The evening was dedicated to Arpiarian through the novel, which has been the focus of research by Jean-Pierre Kibarian.
Ara Krikorian spoke about Arpiarian’s specific realist style, his work with various newspapers in Constantinople and Tiflis, and his personal vigor. He noted that Arpiarian had approached and joined the Hunchakian Party and was assassinated in Cairo in 1908.
The topic of the day was not the author, however. The topic was the protagonist of Rouge Offrande, Father Housig. Having recently settled in Constantinople from his distant Armenia, from his village Domuz, he sang loudly and performed rituals in Ortukiugh Church. This was something the local amira found unnecessary and even dangerous. Father Housig’s singing tone was more of a call to rebellion than it was a prayer.
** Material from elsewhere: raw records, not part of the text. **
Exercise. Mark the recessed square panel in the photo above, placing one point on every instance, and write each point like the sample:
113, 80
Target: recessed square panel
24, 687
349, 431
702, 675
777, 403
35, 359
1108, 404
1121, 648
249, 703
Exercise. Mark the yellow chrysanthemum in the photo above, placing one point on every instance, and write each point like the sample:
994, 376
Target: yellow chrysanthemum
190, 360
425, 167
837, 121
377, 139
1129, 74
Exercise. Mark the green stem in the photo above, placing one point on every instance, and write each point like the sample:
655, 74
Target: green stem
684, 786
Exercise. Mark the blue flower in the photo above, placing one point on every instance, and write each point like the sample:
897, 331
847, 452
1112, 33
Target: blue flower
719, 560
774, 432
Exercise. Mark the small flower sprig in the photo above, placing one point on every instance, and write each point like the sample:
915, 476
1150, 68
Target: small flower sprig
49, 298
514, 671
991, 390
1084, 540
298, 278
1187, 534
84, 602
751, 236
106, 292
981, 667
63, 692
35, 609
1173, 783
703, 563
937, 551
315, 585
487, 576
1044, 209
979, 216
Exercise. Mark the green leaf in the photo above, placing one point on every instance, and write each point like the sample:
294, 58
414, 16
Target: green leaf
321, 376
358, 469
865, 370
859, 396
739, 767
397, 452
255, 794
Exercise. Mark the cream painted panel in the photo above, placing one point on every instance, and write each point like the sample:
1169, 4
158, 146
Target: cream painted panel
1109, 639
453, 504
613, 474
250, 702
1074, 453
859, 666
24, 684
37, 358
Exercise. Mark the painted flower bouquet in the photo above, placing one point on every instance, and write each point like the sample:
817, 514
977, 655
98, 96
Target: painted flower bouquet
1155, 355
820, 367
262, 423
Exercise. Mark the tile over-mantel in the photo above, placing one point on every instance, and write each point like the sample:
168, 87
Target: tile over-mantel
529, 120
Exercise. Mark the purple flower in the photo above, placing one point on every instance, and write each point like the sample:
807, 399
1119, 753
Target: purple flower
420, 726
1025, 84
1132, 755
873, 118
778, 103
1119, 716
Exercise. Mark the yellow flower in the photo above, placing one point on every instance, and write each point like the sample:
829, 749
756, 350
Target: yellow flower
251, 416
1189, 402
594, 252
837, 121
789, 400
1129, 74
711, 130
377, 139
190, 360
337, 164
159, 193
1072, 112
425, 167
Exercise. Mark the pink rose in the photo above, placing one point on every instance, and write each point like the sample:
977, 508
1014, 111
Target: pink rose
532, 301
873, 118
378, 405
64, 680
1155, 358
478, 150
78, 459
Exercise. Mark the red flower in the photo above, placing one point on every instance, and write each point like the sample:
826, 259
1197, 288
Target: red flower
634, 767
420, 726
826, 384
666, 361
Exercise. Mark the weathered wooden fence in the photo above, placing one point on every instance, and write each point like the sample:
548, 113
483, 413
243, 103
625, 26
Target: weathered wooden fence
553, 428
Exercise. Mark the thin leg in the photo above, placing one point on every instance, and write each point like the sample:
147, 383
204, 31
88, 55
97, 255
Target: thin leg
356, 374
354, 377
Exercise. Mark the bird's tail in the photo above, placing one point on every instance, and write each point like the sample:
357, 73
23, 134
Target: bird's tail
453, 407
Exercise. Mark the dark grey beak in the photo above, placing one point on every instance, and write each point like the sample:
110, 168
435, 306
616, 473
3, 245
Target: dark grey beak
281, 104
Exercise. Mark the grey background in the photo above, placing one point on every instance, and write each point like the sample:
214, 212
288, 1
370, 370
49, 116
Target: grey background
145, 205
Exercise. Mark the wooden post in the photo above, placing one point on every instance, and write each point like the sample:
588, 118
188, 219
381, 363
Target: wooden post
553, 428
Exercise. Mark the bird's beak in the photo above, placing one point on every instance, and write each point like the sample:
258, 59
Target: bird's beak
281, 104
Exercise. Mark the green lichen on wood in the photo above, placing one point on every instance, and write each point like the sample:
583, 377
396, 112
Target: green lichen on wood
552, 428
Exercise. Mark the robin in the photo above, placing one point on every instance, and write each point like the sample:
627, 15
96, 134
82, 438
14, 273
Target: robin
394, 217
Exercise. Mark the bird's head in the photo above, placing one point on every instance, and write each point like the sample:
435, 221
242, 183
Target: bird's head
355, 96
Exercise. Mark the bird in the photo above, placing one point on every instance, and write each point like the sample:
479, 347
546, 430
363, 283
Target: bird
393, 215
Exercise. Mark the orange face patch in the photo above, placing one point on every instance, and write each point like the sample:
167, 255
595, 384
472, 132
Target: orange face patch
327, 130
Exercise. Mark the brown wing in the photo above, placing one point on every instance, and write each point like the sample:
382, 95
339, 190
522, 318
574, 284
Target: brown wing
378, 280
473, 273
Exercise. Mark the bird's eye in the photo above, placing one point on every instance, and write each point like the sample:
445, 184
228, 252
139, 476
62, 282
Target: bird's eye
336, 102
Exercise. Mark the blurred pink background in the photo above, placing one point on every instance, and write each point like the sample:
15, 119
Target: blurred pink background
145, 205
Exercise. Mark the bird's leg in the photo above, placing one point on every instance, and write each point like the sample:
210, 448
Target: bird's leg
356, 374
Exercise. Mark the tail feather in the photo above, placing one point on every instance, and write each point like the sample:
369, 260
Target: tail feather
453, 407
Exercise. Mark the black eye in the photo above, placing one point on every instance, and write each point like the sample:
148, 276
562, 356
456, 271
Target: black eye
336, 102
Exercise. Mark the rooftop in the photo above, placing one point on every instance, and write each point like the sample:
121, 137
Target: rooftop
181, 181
The novel Rouge Offrande in its entirety was Father Housig’s testimony. The novel let us come to know Father Housig who was called, in disparagement, Gharib Derder, “Migrant Padre.” But in parallel Kibarian’s research introduced us to Vramchabouh Kibarian, who came to Paris in 1899 and became the first prelate of the Armenian cathedral in Paris.
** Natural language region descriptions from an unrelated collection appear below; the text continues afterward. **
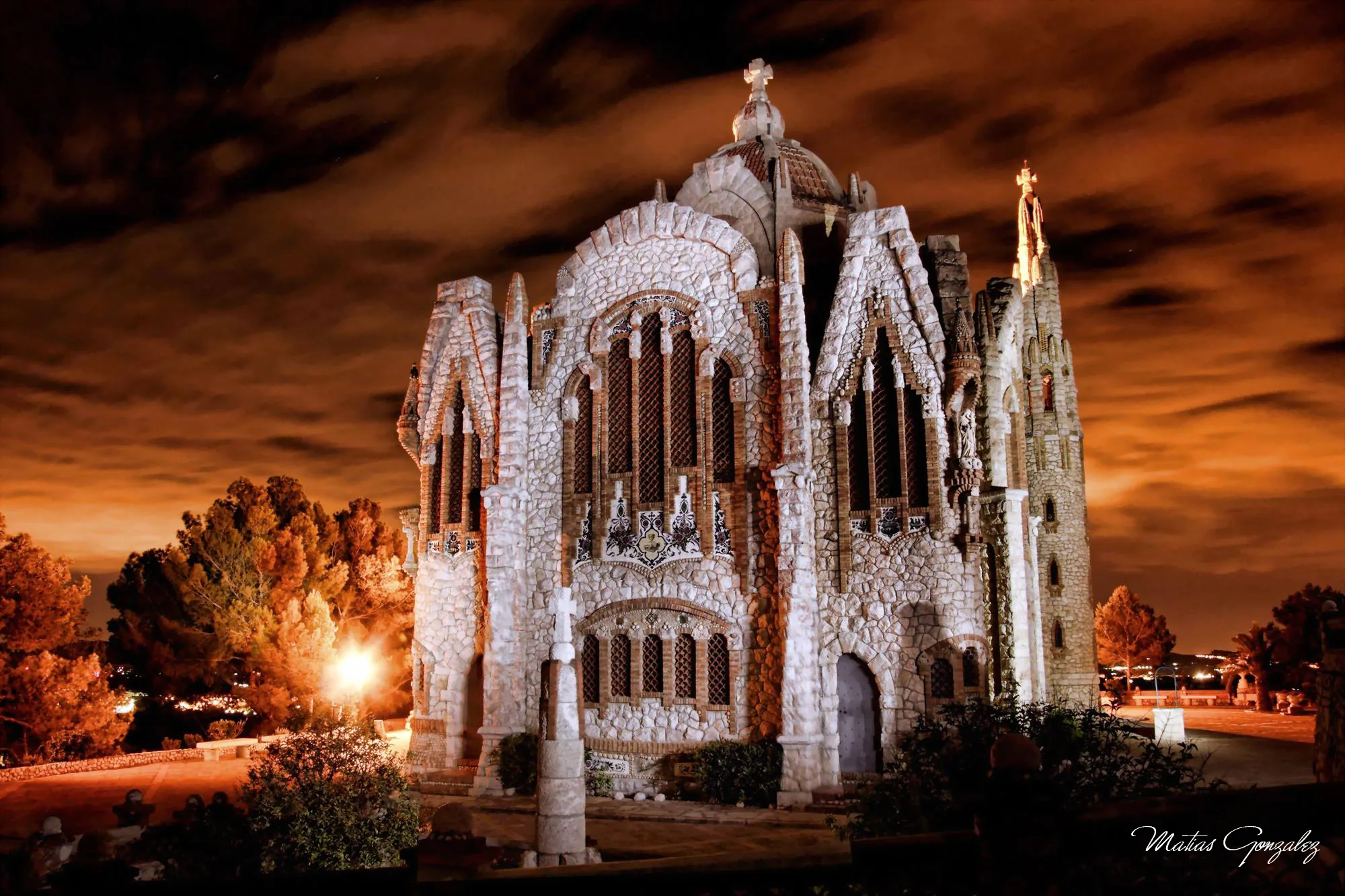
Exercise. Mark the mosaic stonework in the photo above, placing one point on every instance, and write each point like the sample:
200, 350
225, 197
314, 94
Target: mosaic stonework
875, 499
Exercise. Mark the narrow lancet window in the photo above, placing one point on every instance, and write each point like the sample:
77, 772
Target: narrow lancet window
619, 407
652, 413
683, 400
722, 409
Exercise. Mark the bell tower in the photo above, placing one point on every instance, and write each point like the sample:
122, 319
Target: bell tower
1055, 452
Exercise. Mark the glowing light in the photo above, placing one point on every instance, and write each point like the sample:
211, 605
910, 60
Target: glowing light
354, 671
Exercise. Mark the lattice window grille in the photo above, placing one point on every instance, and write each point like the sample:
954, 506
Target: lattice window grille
918, 473
474, 493
584, 440
857, 440
436, 491
941, 680
619, 407
970, 667
718, 669
887, 442
652, 413
653, 665
722, 409
590, 665
455, 460
681, 400
621, 662
684, 663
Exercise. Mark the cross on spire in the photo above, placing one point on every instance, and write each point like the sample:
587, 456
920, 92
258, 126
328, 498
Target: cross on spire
757, 75
1027, 178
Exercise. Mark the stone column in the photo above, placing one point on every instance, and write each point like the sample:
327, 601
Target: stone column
801, 713
560, 780
506, 548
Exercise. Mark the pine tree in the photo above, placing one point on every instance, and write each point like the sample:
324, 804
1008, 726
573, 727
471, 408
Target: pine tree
1130, 633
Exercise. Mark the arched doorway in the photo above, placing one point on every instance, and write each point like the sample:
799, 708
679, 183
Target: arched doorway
859, 723
474, 709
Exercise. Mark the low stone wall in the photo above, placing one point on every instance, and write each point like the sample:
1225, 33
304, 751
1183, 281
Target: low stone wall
103, 763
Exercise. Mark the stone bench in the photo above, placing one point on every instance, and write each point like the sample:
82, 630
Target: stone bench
237, 747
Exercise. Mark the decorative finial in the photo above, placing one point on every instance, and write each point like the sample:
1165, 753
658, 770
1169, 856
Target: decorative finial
757, 75
1027, 178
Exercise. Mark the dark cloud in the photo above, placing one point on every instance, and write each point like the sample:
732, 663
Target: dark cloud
1288, 401
1148, 298
649, 45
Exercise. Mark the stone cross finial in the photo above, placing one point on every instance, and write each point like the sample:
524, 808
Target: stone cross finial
1027, 178
563, 607
757, 75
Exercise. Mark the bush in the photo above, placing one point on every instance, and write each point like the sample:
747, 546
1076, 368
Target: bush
330, 798
224, 729
598, 779
732, 771
942, 775
516, 760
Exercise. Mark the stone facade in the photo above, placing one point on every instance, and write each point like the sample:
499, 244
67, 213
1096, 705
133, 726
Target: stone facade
755, 431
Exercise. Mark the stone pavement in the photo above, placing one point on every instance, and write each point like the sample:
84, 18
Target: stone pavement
629, 830
1235, 720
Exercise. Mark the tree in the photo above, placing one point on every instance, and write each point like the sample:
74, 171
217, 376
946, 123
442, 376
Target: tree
262, 589
54, 694
1130, 633
1257, 655
1299, 646
330, 798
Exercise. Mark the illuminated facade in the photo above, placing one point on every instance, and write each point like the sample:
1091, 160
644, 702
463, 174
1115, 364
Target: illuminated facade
796, 479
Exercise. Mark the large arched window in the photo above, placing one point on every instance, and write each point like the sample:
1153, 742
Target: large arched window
684, 662
886, 448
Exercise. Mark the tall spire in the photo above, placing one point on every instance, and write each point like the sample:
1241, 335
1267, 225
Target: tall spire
1032, 239
759, 118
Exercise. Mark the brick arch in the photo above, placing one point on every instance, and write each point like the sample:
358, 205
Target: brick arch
662, 221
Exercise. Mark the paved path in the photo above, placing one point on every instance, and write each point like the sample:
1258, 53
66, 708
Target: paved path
629, 830
84, 801
1235, 720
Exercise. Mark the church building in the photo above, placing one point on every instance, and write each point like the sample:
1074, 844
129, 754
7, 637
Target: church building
792, 478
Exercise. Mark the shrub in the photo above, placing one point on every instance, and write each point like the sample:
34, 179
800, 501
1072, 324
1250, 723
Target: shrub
732, 771
224, 729
330, 798
598, 779
942, 774
516, 760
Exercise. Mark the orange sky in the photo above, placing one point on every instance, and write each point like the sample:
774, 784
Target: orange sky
221, 237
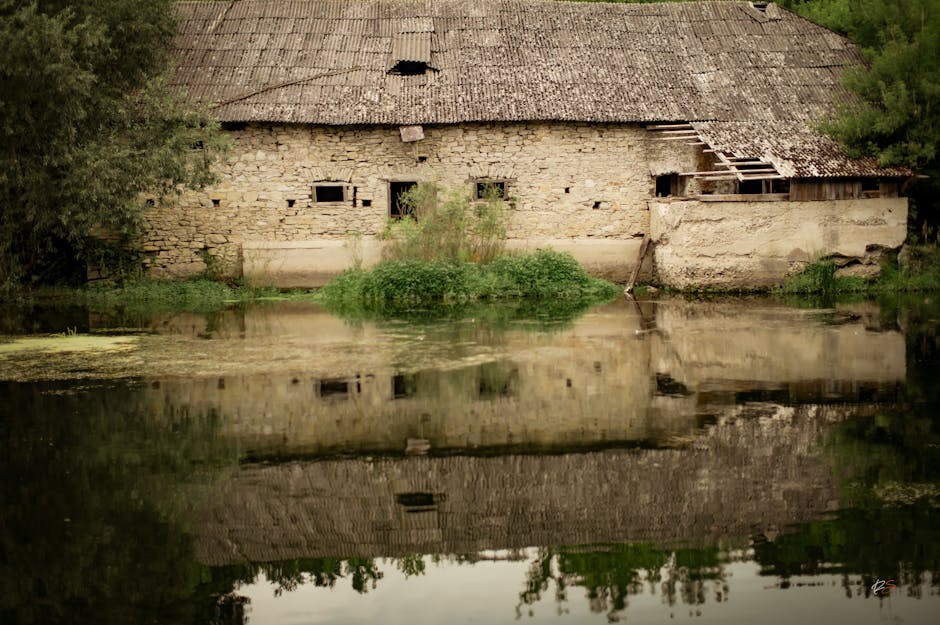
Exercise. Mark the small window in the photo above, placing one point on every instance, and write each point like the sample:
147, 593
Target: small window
329, 193
778, 186
398, 206
486, 189
667, 185
751, 187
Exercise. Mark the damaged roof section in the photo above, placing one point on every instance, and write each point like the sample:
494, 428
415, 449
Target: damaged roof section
794, 149
411, 47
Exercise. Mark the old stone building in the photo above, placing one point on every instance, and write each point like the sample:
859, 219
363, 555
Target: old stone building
692, 124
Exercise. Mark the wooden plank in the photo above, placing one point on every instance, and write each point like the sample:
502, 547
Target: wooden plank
644, 246
761, 197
What was the connection between the Migrant Padre of Rouge Offrande, arriving in Ortukiugh from faraway Domuz and occupying everyone’s attention with his peasant appearance and faith in freedom and the founder of the Paris Armenian cathedral, Archbishop Vramchabouh Kibarian d'Artchouguentz?
Rouge Offrande is not simply a rendition of Garmir Zhamuts in French. The book contains a second part, written by Jean-Pierre Kibarian, that explains how this simple priest, having lost his wife, leaving some of his five children behind, had arrived in Paris and became the first archbishop of the Armenian community here. The parallel to the novel’s protagonist does not end here. When Jean-Pierre Kibarian presented the Migrant Padre, he was presenting his grandfather. Drawing on the archbishop’s letters and personal writings, he brought Father Housig to life and confirmed the archbishop’s path. Through his work, the grandson has not only given life to the priest of the novel, but also showed the new but clear path life took for Armenians after the massacre.
It is interesting how the novel became life and life became a tale, a fairy tale life.
As an audience, we said good night with difficulty, as we felt part of the fairy tale.